Now, I’ve built my career on kernel optimization – meticulously coding important workloads specifically for targeted hardware. Sometimes Verilog has felt a little too high level for my needs. While I’m happy to attend events here like Groq-a-thon – an all-day Groq hackathon – to try out the early adopter SDK, I’m also confident my habits and experience will send me back to my kernel optimizing ways the next morning.

But change is in the air. First, we get a drop of over 100 LSTM-based models from a customer. Before I can do so much as load up VS Code, my teammate Lev has kicked off a distributed cluster to run Groq Compiler on the entire drop. 

Not only do some compiled programs beat my hand-coded benchmark, but the whole set comes in at an average of 16x speedup over Nvidia A100 and redefines what is possible within the customer’s latency requirement. No kernel engineering needed here.

The next week, another customer sends us a model that mixes LSTM and Transformer layers. I could code this by hand, but I give Groq Compiler first crack at the problem.
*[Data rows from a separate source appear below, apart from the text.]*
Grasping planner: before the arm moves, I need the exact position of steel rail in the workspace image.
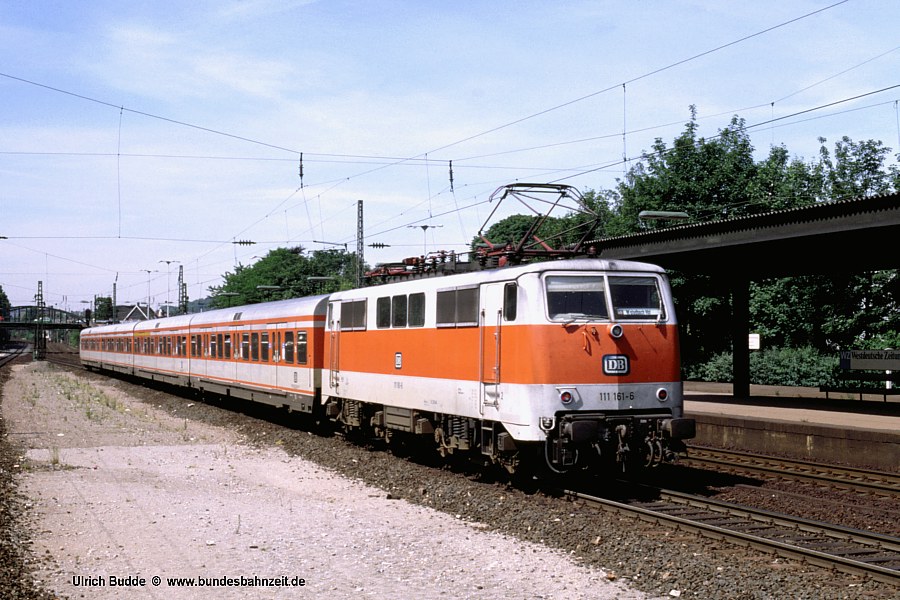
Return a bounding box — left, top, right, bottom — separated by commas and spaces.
679, 446, 900, 497
564, 490, 900, 585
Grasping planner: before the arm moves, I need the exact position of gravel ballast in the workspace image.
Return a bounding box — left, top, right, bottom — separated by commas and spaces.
0, 358, 898, 598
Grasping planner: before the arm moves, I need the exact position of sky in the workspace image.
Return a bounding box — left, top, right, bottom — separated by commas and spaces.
0, 0, 900, 311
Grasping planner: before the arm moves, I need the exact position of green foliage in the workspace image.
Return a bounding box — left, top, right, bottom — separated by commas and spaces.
209, 247, 364, 308
92, 296, 115, 322
685, 346, 838, 387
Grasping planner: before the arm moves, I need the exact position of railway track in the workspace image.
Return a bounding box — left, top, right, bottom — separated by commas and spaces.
0, 343, 28, 367
564, 486, 900, 585
679, 446, 900, 498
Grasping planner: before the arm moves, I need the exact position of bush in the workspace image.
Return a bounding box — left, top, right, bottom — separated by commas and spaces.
685, 346, 839, 387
After a little slicing and dicing of the ONNX file – this compiler is good but not perfect yet – I am looking at a result that offers over 100x speedup compared to the reference implementation. 

Finally, my teammate Chetan asks me if we should try supporting his favorite Transformer, ELECTRA. I’ve never heard of it before, and nobody at Groq had worked on it yet, but I may as well take a look. ELECTRA is an improved version of BERT that changes up the hyperparameters and adds a projection layer at the top. These differences sound benign, but it could still take considerable effort to adapt an optimized handwritten BERT into optimized ELECTRA.
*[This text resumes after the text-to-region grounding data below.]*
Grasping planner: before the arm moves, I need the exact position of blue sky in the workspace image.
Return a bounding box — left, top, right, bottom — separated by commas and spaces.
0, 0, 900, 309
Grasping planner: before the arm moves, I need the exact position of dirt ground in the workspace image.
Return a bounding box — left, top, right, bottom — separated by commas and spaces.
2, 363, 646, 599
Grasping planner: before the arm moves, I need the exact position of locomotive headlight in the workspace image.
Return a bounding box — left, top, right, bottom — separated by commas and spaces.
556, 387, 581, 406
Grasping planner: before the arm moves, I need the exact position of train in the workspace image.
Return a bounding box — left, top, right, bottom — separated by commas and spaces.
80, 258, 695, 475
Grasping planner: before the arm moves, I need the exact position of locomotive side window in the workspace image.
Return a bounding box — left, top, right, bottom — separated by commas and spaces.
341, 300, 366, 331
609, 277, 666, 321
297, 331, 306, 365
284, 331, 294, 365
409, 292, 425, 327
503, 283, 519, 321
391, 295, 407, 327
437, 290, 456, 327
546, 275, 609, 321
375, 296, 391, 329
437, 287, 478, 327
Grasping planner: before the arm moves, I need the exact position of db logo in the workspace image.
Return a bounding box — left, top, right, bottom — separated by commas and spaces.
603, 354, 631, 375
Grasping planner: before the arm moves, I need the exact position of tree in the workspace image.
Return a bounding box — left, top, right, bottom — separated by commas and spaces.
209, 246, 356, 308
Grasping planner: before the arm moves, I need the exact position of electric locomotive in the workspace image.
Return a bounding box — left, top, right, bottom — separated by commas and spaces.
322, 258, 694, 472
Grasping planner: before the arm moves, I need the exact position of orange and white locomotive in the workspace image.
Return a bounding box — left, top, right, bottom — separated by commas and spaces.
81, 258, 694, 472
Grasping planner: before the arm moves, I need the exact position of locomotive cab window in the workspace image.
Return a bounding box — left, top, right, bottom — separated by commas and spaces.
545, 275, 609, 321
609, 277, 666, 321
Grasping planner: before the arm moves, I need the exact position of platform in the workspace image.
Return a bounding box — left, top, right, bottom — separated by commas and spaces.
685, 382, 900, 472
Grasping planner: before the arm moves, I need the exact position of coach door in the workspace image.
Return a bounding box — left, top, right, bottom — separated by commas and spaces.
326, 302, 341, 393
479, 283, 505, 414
So I put it through Groq Compiler, and it just worked. Same performance advantage as our BERT.

This week a friend asked me if I’m worried about my skill set being obsolete. I told him no, hung up the phone, and went merrily back to learning PyTorch.

Interested in seeing the Groq Compiler in action? Reach out to [email protected] to learn how you can participate in the early adopter program.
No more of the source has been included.